Research article 22 Feb 2017

Research article | 22 Feb 2017

Calving localization at Helheim Glacier using multiple local seismic stations

M. Jeffrey Mei1,2, David M. Holland3, Sridhar Anandakrishnan4, and Tiantian Zheng5 M. Jeffrey Mei et al.
  • 1Department of Applied Ocean Science and Engineering, Woods Hole Oceanographic Institution, MA 02540, USA
  • 2Department of Mechanical Engineering, Massachusetts Institute of Technology, MA 02139, USA
  • 3Courant Institute of Mathematical Sciences, New York University, 251 Mercer Street, New York, NY 10012, USA
  • 4Department of Geosciences, Pennsylvania State University, University Park, PA 16801, USA
  • 5Department of Physics, New York University Abu Dhabi, P.O. Box 129188, Abu Dhabi, United Arab Emirates

Abstract. A multiple-station technique for localizing glacier calving events is applied to Helheim Glacier in southeastern Greenland. The difference in seismic-wave arrival times between each pairing of four local seismometers is used to generate a locus of possible event origins in the shape of a hyperbola. The intersection of the hyperbolas provides an estimate of the calving location. This method is used as the P and S waves are not distinguishable due to the proximity of the local seismometers to the event and the emergent nature of calving signals. We find that the seismic waves that arrive at the seismometers are dominated by surface (Rayleigh) waves. The surface-wave velocity for Helheim Glacier is estimated using a grid search with 11 calving events identified at Helheim from August 2014 to August 2015. From this, a catalogue of 11 calving locations is generated, showing that calving preferentially happens at the northern end of Helheim Glacier.

Short summary
We determine a method to locate calving at Helheim Glacier.
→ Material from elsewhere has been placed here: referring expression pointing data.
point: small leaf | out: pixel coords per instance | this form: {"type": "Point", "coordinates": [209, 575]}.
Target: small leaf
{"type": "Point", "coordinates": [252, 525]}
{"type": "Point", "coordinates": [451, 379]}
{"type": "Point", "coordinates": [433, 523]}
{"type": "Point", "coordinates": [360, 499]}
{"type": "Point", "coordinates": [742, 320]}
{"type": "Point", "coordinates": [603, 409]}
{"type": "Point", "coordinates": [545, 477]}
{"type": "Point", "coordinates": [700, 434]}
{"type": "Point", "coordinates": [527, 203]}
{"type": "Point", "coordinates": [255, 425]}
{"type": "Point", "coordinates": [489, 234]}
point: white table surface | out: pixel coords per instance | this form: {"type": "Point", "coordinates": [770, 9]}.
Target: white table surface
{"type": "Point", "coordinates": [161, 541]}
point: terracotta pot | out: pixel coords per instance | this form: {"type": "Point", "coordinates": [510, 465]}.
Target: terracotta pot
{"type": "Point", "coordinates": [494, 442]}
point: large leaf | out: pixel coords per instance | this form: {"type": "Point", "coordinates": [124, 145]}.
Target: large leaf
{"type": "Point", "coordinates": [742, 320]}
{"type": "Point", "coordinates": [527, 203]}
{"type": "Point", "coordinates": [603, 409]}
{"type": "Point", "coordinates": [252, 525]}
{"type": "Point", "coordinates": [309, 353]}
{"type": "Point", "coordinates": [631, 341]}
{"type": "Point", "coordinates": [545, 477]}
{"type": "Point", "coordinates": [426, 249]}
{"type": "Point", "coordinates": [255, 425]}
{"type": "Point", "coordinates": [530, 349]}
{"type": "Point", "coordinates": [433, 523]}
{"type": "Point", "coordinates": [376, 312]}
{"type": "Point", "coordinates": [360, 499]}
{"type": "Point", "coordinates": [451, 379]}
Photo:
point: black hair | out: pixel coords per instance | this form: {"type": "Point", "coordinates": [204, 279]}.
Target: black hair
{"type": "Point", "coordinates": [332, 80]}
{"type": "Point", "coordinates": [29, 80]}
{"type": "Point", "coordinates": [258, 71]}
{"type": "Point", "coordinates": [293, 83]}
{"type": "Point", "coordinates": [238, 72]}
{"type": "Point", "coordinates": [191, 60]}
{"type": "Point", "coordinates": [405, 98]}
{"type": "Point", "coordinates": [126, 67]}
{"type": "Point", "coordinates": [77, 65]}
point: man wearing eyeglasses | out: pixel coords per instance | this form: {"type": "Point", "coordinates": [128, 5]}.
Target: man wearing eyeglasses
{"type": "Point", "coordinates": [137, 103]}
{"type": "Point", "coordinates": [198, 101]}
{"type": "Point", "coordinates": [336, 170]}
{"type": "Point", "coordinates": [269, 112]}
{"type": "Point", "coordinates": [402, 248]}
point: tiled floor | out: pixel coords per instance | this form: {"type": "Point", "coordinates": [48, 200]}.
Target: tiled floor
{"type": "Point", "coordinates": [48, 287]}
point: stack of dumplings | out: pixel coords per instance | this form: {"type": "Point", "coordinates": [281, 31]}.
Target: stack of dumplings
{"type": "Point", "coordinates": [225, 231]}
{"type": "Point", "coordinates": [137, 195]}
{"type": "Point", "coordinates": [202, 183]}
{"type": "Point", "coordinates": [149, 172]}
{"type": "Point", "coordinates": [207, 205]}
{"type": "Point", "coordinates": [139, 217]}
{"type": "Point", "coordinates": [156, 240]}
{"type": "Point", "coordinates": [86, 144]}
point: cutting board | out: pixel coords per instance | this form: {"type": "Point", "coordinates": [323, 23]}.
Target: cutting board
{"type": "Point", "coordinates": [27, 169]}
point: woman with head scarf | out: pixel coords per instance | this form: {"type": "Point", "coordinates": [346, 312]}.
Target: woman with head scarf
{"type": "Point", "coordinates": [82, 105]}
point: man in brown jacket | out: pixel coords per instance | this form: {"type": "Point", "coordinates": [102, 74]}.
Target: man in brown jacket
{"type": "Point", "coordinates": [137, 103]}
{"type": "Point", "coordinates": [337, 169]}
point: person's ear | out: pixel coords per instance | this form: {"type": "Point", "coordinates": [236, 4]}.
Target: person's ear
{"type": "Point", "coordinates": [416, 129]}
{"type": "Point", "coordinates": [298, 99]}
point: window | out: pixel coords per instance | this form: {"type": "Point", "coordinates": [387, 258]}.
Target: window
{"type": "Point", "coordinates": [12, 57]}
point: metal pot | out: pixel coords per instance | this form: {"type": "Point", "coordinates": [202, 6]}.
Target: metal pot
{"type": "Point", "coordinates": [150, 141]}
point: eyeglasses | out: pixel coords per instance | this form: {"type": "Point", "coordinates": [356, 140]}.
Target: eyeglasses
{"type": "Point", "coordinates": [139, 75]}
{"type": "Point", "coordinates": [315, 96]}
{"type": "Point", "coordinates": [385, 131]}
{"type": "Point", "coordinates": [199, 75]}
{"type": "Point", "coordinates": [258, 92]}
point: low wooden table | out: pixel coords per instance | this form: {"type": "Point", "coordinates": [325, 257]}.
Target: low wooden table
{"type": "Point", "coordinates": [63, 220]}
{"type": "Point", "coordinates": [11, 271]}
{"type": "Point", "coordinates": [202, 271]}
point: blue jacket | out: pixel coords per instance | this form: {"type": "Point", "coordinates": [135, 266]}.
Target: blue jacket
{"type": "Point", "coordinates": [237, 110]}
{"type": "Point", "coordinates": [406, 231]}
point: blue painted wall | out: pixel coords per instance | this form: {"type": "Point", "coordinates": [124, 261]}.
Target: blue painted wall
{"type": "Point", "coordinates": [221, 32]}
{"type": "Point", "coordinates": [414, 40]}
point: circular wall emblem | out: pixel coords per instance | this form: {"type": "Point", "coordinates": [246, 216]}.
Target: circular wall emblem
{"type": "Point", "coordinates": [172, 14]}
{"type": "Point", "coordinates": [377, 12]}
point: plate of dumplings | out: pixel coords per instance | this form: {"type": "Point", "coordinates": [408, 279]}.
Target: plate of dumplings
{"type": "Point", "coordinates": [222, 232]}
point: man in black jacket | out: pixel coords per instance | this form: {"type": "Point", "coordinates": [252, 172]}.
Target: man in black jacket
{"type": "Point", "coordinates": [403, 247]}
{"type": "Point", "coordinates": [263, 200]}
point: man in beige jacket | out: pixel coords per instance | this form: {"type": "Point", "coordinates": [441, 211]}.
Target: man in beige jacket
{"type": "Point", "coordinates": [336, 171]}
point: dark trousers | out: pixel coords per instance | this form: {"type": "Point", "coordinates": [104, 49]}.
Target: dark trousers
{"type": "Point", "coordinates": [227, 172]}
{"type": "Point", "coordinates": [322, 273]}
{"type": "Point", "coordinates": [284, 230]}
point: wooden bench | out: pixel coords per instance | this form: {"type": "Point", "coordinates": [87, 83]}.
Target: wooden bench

By using local seismometers, we are able to find the calving location at a much higher precision than previous studies. The signal–onset time differences at four local seismic stations are used to determine possible seismic-wave origins. We present a catalogue of 12 calving events from 2014 to 2015, which shows that calving preferentially happens at the northern end of Helheim Glacier, which will help to constrain models of calving.